In this episode of “Cooking with Grandma” we’ll show you how to cook the famous ‘Tortilla de Patata’ (potato omelet), also known as Spanish omelet.
Spain is internationally known for its gastronomy. A great number of its dishes make up the Mediterranean diet and has historically been influenced by the strategic location of the country on the map. Nowadays, thanks to our grandmothers we can still enjoy traditional recipes prepared with culinary techniques from the past, such as the potato omelet.
First and foremost, which ingredients do we need? According to grandma, an omelet for four hungry people requires 8 eggs, 6 potatoes, 1 big onion, oil and salt. You can add or remove ingredients, but as a basis it should always contain eggs and potatoes, as shown below:
1. Peel the potatoes and the onion, cut them into thin slices and add some salt. This is the most arduous part of the process, don’t give up!
2. Fry it all in olive oil then put through a strainer to get rid of the excess fat.

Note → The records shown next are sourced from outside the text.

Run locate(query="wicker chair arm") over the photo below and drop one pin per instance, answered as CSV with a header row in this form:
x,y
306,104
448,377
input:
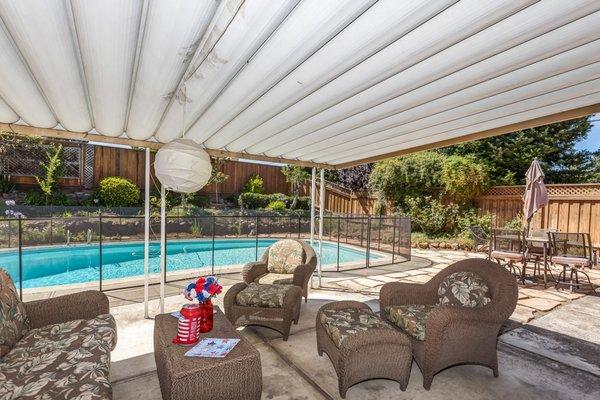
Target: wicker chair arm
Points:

3. Beat the eggs and put them in a pan with hot olive oil together with the potatoes and the onion and let it cook for a while. The pan size will determine the thickness of the omelet, so you should ideally use a pan like the one shown below:
4. Now it comes the most stressful part of the preparation, flipping the omelet! Grandma recommends doing it with the help of the lid of the pan if you don’t have a ‘tortillera’.
5. You will have to repeat the process a couple of times until the inside is cooked through. Then you can finally serve it on a plate: Now your potato omelet is ready, enjoy!